Casusların Tanrısı Eli Cohen, Ortadoğu’da istihbarat tarihinin en çok konuşulan isimlerinden biri oldu. Mossad ajanı Cohen, 1960’lı yıllarda Suriye’nin en üst düzey karar odalarına kadar sızarak İsrail’e kritik bilgiler aktardı.
Eli Cohen’in Çıkış Noktası
Aslen Mısırlı bir Yahudi olan Eli Cohen, gençliğinde Mısır’da Yahudileri gizlice İsrail’e kaçıran örgütlerde yer aldı. Daha sonra İsrail’e yerleşti ve Mossad tarafından seçilerek özel bir casusluk eğitimi aldı. Mossad, Cohen’i Lübnan-Beyrut doğumlu zengin bir Suriyeli iş adamı kimliğiyle sahaya sürdü: Kemal Emin Tabet.
Arjantin’de Arap çevrelerinde tanınan Cohen, kısa sürede Suriye’nin elit tabakasıyla yakınlık kurdu. Bu bağlantılar, Şam’a giden yolunu açtı.
Suriye Devletine Sızış
1963’teki Baas Partisi darbesi sonrası Cohen, General Amin El Hafız ve Hafız Esad gibi kritik isimlerle yakın dostluk kurdu. Öyle ki, hükümetin merkezine kadar sızmayı başardı.
Golan Tepeleri’ndeki askeri mevzileri, tank yerleşimlerini ve stratejik yolları inceleyerek Mossad’a aktardı. Cohen’in ilettiği bilgiler sayesinde İsrail, 1967’deki Altı Gün Savaşı’nda Golan Tepeleri’ni kolayca ele geçirdi.
Yakalanışı ve İdamı
Cohen, her sabah İsrail’e telsiz mesajları gönderiyordu. Ancak 1965’te Suriye’nin yeni Sovyet yapımı iletişim cihazlarıyla sinyali tespit edildi. Cohen’in Şam’daki evinde yapılan baskında gizli belgeler, fotoğraflar ve telsizler bulundu.
Yargılandı, işkence gördü ve 18 Mayıs 1965’te Şam’da idam edildi. Cesedi 6 saat boyunca darağacında asılı kaldı ve bilinmeyen bir yere gömüldü.
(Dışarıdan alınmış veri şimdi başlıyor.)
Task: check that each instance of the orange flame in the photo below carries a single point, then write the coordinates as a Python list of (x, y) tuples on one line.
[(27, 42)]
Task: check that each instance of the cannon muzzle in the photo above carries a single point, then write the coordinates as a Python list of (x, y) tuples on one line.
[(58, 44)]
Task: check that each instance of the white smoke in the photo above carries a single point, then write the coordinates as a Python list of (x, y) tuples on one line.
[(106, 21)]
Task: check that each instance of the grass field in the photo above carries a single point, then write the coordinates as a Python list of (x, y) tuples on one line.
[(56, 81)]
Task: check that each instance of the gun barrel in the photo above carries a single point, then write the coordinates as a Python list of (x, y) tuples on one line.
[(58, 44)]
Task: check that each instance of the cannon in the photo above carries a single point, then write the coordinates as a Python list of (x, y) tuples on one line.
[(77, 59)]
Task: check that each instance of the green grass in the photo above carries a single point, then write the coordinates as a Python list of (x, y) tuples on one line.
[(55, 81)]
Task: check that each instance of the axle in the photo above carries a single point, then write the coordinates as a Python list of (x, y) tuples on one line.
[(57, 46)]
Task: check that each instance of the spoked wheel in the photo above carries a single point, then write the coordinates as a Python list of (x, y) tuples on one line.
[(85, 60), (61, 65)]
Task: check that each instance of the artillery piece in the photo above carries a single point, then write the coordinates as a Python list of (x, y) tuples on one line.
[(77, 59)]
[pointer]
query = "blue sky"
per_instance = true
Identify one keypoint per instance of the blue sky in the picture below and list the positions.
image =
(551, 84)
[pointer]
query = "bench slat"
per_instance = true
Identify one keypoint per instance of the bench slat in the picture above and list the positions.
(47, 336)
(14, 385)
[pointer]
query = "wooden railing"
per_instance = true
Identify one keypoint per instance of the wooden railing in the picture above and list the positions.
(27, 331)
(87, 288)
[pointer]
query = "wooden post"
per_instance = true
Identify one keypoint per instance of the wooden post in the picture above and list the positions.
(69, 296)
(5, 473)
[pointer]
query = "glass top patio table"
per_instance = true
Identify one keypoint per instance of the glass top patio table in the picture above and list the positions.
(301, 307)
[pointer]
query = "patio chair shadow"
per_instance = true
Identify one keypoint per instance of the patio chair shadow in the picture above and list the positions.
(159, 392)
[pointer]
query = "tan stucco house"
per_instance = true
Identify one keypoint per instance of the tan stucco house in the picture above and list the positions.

Bugün bile mezarının yeri sır olarak kalmaya devam ediyor.
Eli Cohen Vakası ve Uyarılar
Cohen’in vakası, istihbaratın gücünü ve devletlerin içeriden nasıl sarsılabileceğini gözler önüne serdi. İsrail’de adına caddeler, anıtlar dikilirken, Ortadoğu için bu olay hâlâ bir ders niteliğinde.
Çünkü bir ülkenin en gizli karar odalarında bir yabancı yıllarca dolaşabiliyorsa, asıl tehdit sınırların ötesinde değil, içeridedir.